The survey, by Mambo Sprouts Marketing, Collingswood, N.J., found 33% of the respondents are prepared to pay prices that, when compared to conventionally grown products, are 20% higher or more for organic foods and for environmentally friendly products and services.

Twenty-eight percent of the respondents said they are willing to pay 10% higher prices while 24% would go up to 15% higher. The total willing to pay up to 20% higher prices was 72%, according to the survey.

“It says to me the desire to make sure what I buy has a moral and social value means a lot to the consumer,” said Matthew Saline, founder and chief executive officer of Mambo Sprouts Marketing. “I didn’t think it was going to be that high.”

A weaker economy could affect the findings.
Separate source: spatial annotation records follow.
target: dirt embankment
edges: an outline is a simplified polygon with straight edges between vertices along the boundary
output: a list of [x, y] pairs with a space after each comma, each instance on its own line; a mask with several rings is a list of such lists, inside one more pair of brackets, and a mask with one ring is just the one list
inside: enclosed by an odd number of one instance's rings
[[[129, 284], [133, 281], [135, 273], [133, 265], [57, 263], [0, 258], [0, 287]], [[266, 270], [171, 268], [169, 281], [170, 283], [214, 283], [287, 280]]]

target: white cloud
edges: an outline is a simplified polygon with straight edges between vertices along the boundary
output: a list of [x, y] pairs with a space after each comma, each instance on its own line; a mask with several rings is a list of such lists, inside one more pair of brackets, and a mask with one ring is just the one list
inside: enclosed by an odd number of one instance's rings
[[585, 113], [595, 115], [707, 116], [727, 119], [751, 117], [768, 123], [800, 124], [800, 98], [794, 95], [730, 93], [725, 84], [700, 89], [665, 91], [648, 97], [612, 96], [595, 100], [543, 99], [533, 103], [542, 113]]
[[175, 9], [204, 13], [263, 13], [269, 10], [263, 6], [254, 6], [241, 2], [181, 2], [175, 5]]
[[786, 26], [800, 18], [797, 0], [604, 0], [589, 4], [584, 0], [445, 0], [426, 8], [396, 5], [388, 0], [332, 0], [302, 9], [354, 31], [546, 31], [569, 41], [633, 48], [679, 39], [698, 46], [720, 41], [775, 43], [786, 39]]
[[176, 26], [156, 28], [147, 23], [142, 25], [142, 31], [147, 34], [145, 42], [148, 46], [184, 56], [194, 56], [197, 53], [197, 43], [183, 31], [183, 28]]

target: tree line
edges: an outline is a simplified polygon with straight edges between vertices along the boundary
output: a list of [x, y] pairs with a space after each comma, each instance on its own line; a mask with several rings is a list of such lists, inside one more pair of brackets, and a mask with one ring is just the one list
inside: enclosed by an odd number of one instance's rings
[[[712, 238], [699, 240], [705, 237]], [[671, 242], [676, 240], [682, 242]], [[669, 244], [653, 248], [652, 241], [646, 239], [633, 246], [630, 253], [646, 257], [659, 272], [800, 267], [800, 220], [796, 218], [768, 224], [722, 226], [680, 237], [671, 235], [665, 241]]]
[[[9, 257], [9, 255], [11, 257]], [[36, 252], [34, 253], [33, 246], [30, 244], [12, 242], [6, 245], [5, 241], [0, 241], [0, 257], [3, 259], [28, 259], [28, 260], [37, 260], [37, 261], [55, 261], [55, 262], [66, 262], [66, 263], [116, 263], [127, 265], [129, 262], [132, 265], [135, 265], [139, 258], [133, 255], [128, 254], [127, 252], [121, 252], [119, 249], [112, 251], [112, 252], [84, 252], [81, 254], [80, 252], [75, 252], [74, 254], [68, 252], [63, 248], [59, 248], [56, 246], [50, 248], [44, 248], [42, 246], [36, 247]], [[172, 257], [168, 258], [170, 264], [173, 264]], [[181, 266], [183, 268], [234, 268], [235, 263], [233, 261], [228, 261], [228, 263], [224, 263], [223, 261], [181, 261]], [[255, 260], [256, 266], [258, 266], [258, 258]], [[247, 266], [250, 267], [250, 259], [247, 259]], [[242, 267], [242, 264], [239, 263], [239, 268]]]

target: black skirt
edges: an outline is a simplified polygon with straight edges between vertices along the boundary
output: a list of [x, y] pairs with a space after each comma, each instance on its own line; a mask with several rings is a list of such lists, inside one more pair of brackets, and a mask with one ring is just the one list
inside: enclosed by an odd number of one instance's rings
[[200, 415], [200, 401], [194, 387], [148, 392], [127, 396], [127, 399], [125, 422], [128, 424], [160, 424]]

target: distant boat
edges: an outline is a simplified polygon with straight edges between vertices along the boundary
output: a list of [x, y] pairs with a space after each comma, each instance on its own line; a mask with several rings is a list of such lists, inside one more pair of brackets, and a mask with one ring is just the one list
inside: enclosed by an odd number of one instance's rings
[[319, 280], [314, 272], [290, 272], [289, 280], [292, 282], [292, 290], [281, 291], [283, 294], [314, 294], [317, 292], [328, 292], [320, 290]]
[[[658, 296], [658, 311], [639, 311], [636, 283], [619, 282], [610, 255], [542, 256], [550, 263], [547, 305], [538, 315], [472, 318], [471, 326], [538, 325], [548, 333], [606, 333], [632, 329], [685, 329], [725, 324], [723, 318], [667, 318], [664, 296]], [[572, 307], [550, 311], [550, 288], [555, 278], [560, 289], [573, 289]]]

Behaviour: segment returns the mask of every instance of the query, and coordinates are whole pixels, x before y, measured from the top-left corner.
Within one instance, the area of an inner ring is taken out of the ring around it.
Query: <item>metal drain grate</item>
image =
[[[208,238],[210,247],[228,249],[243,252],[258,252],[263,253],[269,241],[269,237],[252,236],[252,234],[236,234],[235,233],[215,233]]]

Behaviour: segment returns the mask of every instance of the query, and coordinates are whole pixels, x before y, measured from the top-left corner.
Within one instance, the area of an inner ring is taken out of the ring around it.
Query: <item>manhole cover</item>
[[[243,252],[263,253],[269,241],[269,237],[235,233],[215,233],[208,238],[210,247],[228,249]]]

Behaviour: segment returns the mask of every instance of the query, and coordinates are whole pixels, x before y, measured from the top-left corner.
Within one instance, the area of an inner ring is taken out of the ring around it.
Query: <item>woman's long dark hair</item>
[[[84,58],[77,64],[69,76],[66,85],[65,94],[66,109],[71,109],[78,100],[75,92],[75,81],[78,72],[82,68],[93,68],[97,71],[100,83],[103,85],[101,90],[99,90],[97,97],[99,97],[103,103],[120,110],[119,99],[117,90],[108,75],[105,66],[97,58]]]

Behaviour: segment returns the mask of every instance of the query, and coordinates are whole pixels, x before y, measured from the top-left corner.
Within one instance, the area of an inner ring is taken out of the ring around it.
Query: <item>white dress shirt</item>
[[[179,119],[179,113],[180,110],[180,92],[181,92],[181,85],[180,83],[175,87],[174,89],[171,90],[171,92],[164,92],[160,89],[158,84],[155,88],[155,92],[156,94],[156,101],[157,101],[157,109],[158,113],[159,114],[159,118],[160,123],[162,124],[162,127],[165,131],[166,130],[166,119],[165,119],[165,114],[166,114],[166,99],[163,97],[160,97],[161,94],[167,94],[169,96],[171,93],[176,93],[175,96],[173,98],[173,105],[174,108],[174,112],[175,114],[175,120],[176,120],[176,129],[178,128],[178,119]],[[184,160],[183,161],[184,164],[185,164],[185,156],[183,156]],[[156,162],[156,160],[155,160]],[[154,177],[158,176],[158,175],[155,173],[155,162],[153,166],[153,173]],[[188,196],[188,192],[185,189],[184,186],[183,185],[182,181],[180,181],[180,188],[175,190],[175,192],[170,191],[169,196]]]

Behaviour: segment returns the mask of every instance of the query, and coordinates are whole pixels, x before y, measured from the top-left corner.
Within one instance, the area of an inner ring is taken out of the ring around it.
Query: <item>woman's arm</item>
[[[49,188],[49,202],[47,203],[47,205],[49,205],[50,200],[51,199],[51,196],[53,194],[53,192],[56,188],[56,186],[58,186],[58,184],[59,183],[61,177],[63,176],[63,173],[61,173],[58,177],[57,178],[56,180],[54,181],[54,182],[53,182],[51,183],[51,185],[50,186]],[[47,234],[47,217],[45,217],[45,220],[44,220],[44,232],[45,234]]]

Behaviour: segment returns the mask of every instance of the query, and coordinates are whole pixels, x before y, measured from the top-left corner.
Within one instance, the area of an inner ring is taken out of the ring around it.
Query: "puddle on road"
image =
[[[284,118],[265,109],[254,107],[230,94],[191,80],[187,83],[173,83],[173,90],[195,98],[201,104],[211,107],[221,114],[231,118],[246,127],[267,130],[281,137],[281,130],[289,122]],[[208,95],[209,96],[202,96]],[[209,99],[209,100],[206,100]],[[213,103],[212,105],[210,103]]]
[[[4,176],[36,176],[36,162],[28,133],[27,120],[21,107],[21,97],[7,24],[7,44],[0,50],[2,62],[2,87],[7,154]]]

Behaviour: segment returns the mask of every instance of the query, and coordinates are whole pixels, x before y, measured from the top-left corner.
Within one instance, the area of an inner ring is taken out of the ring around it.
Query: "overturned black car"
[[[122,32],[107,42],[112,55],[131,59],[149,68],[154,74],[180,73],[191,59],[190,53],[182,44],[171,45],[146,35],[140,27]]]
That’s why Saline said the company plans to re-ask the questions in six months to 12 months.


Prices remain the single largest attraction for the respondents. Asked to rate a variety of factors for 2008, price ranked highest with 60% of the respondents. Selection of healthy or organic products fell second at 56% while store quality/cleanliness was very important to 49%, the same percentage given availability of organic produce. Convenience ranked fifth at 44%.

Ranking price at No. 1 seems to run contrary to popular thinking in organic produce marketing.

“In general, we know the organic segment for staple purchases tends to be driven by a higher economic demographic, which may tend to not feel the economic pinches as much as the middle class,” Saline said.

That a large segment of consumers may not be able to afford organic foods is a target concern for Mambo Sprouts Marketing.

“Mambo is delivering coupons and other incentives so that consumers may save on their shopping cart purchases,” Saline said. “Our goal is to bring people who may be struggling into the organic market, because they really want to buy the right things for their children.”

Mambo Sprouts Marketing does not sell produce, but it provides a variety of services, Saline said. Those services range from building databases for research to direct mail and newsletter distribution to custom publishing to in-store programs for retailers. The survey was conducted in mid-December among 1,000 consumers in the company’s 14,000-person database, he said.


Mambo Sprouts Marketing does not survey only organic food buyers. It developed a category it calls “natural consumers.” Saline said a natural consumer is not necessarily an organic-only customer but favors humane treatment of animals, less use of chemicals, and other practices viewed as environmentally friendly.

Saline said he expected the organic foods trend to continue to grow.

“Organic has become a high-profit area,” he said. “Some of the organic trend is generated not by altruism but by business alone.”

That some grower-packer-shippers are not aggressively moving into organic foods could be due to fears the organic produce would cannibalize their core commodities, Saline said.